Thanksgiving Day 2018: Your Guide to What to Do, How to Eat and How to Celebrate
What happens on Thanksgiving Day? It's the best day to gather the family, eat turkey, watch football, and plan for Black Friday!
Most people know that Thanksgiving Day is a treasured American holiday, but did you know it’s been a tradition for almost four hundred years? Learn everything you ever wanted to know about this American holiday (including the reason we eat turkey!).
What day is Thanksgiving?
Thursday, November 22, 2018
Unlike other holidays, Thanksgiving Day doesn’t have a set date. It always occurs on the fourth Thursday in November. Why Thursday was chosen is largely unknown, but we do know that President Abraham Lincoln declared it a national holiday in 1863. It’s been celebrated on a Thursday ever since!
Why do we celebrate Thanksgiving?
As the name indicates, Thanksgiving is a day dedicated to gratitude and giving thanks. The original feast was thrown to celebrate a bountiful harvest. In subsequent celebrations, Thanksgiving was more of a religious holiday, used to give prayers and blessings for a season free of drought. Over the years, it has become a secular holiday and is used as a way to bring families together.

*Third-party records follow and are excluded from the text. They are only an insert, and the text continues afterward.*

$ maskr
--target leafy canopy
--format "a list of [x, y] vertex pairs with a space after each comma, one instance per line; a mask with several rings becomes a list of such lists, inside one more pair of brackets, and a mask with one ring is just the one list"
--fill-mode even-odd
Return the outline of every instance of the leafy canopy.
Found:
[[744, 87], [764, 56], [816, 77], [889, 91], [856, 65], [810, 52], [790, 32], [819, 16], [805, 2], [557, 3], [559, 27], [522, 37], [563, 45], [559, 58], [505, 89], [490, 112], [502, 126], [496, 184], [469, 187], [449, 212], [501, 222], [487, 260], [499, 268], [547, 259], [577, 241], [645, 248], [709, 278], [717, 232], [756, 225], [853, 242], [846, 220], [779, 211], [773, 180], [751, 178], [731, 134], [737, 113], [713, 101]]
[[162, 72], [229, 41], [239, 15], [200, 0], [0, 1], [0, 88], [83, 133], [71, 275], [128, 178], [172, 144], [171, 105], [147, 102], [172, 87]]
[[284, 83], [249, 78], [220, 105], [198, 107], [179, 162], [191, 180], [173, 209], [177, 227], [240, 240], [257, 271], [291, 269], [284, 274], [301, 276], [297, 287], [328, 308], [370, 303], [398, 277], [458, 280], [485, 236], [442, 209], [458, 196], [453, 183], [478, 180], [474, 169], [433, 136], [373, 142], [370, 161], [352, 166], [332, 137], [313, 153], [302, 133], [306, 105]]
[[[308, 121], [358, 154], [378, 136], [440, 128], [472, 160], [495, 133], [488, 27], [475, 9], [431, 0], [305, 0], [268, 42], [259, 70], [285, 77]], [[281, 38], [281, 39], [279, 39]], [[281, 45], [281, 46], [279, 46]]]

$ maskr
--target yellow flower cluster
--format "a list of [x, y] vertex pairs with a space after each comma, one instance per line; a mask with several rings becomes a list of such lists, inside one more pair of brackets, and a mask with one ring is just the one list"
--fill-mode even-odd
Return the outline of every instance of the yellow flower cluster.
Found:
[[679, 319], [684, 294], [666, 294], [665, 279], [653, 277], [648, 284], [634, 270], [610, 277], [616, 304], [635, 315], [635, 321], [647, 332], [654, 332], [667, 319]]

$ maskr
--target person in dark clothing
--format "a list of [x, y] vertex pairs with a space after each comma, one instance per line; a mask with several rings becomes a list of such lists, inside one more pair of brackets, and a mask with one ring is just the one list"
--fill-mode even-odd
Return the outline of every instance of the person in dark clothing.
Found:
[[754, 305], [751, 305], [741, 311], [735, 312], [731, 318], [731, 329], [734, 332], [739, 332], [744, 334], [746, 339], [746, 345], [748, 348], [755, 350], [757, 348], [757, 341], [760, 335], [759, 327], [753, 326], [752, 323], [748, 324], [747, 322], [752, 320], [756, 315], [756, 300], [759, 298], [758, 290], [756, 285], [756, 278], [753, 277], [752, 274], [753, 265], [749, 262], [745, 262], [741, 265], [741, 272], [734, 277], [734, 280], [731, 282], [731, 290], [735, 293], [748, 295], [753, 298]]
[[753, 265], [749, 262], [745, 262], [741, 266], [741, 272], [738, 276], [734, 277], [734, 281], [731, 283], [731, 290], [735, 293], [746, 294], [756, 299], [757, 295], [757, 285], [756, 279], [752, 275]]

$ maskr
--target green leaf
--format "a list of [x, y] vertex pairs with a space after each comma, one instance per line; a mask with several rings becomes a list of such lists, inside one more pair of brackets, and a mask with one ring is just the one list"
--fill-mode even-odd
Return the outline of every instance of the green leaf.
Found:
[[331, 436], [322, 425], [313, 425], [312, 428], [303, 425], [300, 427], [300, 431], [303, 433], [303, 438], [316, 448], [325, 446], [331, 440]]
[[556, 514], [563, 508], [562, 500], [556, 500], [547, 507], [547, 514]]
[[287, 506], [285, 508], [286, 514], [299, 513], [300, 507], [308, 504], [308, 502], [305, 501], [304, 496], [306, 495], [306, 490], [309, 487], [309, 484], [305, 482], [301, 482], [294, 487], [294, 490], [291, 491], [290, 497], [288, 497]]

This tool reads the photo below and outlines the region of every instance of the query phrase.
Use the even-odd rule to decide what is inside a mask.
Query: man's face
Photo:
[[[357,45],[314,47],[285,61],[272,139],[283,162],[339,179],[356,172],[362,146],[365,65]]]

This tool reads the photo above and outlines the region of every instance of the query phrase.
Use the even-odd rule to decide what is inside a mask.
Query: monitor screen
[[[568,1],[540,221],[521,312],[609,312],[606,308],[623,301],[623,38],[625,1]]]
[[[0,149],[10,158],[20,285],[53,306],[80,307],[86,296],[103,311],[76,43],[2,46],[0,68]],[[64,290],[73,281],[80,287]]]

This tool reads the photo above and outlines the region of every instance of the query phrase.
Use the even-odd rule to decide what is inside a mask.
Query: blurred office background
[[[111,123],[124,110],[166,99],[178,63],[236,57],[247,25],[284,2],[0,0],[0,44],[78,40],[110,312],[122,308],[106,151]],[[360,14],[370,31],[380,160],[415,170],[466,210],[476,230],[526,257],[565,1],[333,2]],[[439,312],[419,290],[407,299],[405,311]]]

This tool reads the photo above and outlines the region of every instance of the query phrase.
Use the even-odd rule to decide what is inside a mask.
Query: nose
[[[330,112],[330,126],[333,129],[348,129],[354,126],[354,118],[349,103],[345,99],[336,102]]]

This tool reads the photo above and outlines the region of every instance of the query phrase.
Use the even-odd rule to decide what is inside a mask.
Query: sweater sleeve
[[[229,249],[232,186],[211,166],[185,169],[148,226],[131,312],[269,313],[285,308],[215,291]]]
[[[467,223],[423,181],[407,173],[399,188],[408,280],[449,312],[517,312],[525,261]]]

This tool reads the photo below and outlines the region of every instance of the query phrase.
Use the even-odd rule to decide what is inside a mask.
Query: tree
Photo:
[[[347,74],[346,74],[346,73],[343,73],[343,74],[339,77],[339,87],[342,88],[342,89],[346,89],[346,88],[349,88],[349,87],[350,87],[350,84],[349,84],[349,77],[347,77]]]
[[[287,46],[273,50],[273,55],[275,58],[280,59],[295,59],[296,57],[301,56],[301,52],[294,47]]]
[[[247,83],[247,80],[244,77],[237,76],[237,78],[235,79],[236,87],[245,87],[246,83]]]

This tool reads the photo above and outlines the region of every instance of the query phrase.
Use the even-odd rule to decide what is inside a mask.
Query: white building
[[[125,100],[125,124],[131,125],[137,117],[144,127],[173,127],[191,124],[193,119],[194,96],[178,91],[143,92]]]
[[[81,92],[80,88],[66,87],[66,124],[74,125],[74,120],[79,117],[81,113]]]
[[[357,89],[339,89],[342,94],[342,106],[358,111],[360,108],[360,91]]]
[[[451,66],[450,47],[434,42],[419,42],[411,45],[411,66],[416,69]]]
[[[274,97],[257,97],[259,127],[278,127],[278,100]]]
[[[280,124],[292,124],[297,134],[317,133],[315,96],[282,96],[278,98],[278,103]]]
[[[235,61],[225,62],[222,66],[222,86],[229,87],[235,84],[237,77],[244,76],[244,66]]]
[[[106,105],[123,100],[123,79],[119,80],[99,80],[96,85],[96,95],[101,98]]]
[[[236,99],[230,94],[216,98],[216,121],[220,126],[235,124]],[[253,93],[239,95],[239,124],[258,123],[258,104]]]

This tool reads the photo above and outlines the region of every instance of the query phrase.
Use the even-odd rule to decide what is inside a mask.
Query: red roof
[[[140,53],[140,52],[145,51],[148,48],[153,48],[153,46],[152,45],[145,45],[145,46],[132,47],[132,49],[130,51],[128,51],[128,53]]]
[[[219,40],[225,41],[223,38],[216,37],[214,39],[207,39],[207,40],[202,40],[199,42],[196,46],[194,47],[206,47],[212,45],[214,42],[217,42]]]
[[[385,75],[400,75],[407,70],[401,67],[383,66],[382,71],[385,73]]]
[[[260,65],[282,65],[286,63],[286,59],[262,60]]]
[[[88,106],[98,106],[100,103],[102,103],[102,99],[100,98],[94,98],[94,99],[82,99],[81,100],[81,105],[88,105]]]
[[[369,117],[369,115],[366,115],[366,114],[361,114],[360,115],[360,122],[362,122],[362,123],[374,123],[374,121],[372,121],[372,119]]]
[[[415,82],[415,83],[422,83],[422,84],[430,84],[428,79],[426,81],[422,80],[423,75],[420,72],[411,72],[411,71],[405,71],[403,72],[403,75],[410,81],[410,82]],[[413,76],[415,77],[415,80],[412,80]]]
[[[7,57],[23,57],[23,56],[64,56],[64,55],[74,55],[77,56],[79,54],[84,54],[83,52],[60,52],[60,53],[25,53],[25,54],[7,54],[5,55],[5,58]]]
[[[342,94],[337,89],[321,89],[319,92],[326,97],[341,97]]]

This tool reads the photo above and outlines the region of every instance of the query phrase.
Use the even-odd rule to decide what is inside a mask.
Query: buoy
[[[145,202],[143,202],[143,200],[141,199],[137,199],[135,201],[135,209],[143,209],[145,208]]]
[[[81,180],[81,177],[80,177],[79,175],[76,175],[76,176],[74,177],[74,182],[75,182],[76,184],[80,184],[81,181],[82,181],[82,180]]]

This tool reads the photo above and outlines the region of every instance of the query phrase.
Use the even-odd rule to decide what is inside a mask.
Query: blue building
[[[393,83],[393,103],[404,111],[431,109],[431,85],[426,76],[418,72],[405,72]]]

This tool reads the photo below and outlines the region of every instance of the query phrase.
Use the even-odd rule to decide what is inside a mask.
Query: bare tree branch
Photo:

The first Thanksgiving took place in 1621 when the pilgrims shared a feast with the Native Americans in Plymouth, Massachusetts. The feast lasted three days and brought about a period of peace between the two groups. The original feast was fowl and venison, along with fish, vegetables, and stew. Somewhere along the way, fowl was replaced by turkey, which is the traditional centerpiece today.
After the first Thanksgiving, there were many unofficial celebrations but it wasn’t a national holiday. After the close of the civil war, President Lincoln declared the last Thursday in November as the official day of giving thanks, hoping to unify the new union. In 1942, President Franklin D. Roosevelt changed the holiday to the fourth Thursday to avoid confusion (since some years may have five Thursdays in November).
Thanksgiving in the USA
Today, Thanksgiving Day is one of the most beloved holidays in the United States. It’s one of the most traveled weekends of the year, too, because families come from all over to join together for the meal. The traditional meal includes turkey and side dishes like mashed potatoes, stuffing, and cranberry sauce. Pie is almost always served for dessert, with apple pie, pecan pie, or pumpkin pie being the most popular choices.
In addition to eating, Americans typically watch football and participate in massive parades, like the Macy’s parade in New York City. It’s not uncommon to find giant inflatable balloons and elaborate floats at these parades! Thanksgiving Day also precedes one of the biggest shopping days of the year: Black Friday, which takes place the day after Thanksgiving.